O Palmeiras levou, nesse grupo teoricamente tranquilo, OITO gols em cinco jogos. Ficou apenas 10% do tempo na frente do placar contra esse trio. Apesar de estar praticamente classificado para as oitavas, o que se pode esperar desse time? Aliás qual é hoje o time do Palmeiras?

Concordo que, com um elenco tão vasto, precisa dar oportunidade para todos, ou para a maioria. Mas já se passaram quatro meses (no total, 140 dias desde sua chegada). Não dá para ficar trocando a formação no mesmo jogo. Não é toda vez que vai dar certo, assim como foi contra o Peñarol.

Em 2017, Eduardo já mostrou de tudo em campo – esquemas que vão de 3-6-1 a 4-2-4, ora apostando em três zagueiros, ora com dois no meio, ora com quatro, jogo com quatro atacantes buscando um gol chorado… O Palmeiras ainda não tem uma espinha dorsal. Tem Prass, tem Mina, tem Jean, tem Felipe Melo, tem Dudu. Mas e o resto?

Já passou da hora de entrar com uma mesma escalação nas partidas, e variar mostrando convicção tática. Não é morrer abraçado com um esquema, mas usar o que tem de melhor. Um exemplo, vai: Borja e Willian não são concorrentes, mas correspondentes. O Bigode pode jogar de centroavante no lugar do camisa 12? Sim, mas rende mais aberto com o colombiano fazendo o pivô. Ponha os dois, e não apenas um!
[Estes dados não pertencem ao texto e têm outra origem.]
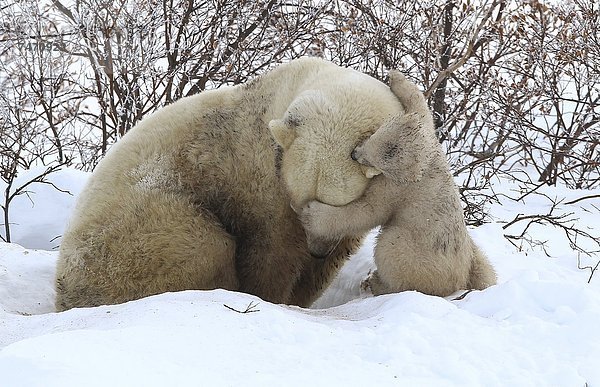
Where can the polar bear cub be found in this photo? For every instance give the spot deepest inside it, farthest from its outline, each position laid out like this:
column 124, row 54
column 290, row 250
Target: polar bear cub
column 423, row 244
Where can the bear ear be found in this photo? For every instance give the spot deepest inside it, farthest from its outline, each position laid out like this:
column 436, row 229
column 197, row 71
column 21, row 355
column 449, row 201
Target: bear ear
column 370, row 172
column 282, row 133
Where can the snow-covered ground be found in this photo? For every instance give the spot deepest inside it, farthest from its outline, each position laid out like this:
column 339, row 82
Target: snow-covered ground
column 538, row 327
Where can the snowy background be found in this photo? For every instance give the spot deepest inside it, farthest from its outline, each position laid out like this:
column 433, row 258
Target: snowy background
column 537, row 327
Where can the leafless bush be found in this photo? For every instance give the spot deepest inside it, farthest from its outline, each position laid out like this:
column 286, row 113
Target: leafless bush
column 514, row 86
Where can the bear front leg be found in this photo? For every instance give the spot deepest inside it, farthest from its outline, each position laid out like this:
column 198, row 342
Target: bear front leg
column 375, row 284
column 323, row 221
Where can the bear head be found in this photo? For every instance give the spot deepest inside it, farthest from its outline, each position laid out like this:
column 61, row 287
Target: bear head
column 318, row 133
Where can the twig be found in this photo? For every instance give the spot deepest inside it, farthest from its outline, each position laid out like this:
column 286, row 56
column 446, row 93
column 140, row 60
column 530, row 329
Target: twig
column 583, row 198
column 462, row 295
column 249, row 309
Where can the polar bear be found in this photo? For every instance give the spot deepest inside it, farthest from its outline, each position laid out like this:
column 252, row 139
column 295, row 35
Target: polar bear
column 423, row 244
column 199, row 195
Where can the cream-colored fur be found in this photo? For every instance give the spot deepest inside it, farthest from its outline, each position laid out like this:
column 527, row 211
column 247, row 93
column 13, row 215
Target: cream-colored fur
column 423, row 244
column 197, row 195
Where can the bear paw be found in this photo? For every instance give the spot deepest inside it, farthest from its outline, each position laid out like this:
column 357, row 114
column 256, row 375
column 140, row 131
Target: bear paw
column 318, row 218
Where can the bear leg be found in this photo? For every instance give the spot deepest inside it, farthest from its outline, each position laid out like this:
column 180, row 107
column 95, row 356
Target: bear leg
column 406, row 260
column 149, row 243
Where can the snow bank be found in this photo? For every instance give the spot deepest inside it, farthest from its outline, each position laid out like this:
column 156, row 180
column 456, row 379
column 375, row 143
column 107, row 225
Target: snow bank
column 537, row 327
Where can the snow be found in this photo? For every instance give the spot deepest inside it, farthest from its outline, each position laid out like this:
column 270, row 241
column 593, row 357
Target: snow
column 537, row 327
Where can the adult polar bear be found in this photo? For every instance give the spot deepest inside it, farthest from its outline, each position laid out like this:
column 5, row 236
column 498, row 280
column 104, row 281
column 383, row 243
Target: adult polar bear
column 197, row 196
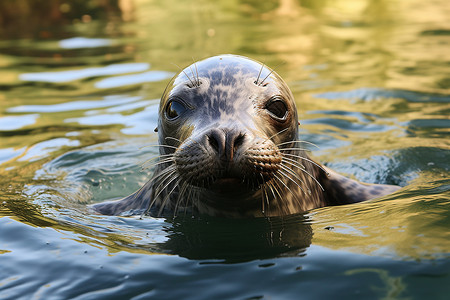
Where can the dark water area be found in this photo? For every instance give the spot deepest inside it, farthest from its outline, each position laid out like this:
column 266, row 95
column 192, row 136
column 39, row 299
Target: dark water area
column 80, row 83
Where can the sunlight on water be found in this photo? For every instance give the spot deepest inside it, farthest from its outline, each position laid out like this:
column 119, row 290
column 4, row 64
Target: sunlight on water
column 79, row 92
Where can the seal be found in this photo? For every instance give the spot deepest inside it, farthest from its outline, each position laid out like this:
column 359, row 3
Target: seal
column 228, row 144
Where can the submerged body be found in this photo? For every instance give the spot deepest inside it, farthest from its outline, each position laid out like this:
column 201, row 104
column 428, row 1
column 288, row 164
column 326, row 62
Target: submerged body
column 228, row 140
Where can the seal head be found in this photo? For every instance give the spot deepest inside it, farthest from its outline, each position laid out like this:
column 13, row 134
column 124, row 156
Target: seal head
column 228, row 141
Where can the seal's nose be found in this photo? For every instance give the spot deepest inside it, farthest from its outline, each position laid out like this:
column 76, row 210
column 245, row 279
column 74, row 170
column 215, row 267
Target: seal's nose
column 225, row 142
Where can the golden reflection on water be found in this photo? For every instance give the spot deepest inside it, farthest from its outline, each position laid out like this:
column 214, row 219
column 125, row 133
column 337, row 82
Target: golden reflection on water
column 318, row 46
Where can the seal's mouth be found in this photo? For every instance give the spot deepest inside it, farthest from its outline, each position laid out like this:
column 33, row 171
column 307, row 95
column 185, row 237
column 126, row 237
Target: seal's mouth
column 227, row 184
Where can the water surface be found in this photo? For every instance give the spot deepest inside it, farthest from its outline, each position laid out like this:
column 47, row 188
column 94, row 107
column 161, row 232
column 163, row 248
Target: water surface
column 79, row 90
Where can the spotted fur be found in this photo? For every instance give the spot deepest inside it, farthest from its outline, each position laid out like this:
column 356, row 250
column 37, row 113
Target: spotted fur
column 227, row 150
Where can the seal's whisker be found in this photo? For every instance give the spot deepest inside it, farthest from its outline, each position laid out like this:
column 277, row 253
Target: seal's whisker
column 285, row 185
column 293, row 181
column 293, row 149
column 306, row 172
column 164, row 161
column 158, row 145
column 180, row 198
column 259, row 74
column 164, row 202
column 267, row 199
column 270, row 185
column 274, row 135
column 166, row 173
column 174, row 139
column 160, row 157
column 155, row 198
column 298, row 141
column 299, row 165
column 305, row 159
column 196, row 71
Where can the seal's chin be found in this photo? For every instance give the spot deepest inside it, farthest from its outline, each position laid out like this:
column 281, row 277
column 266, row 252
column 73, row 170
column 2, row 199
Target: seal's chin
column 227, row 185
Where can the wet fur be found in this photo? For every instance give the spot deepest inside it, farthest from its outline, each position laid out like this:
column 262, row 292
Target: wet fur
column 226, row 155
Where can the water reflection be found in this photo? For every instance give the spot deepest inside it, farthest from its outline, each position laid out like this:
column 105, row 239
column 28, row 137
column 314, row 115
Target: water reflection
column 79, row 83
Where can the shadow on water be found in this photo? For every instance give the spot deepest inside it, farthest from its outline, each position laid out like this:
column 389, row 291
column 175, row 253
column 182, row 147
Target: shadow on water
column 239, row 240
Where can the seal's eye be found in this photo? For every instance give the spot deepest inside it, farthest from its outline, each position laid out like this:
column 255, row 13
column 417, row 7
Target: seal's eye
column 174, row 109
column 277, row 109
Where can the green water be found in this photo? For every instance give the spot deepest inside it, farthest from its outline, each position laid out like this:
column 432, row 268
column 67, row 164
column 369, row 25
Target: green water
column 79, row 89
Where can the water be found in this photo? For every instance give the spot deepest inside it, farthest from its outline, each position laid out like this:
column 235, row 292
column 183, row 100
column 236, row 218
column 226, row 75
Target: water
column 79, row 91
Pronto, te ajudei. Agora trate de fazer o resto, e rápido, porque o Palmeiras não tem mais margem de erro para testes cardíacos. As oitavas da Libertadores já estão aí, assim como o início do Brasileirão e o mata-mata da Copa do Brasil. Novos erros serão fatais e podem custar a temporada.

Não venha com conversinha de “ter paciência”. O Palmeiras será o centro das atenções o ano todo, seja nas vitórias ou nas derrotas, portanto se acostume de vez ou vá embora!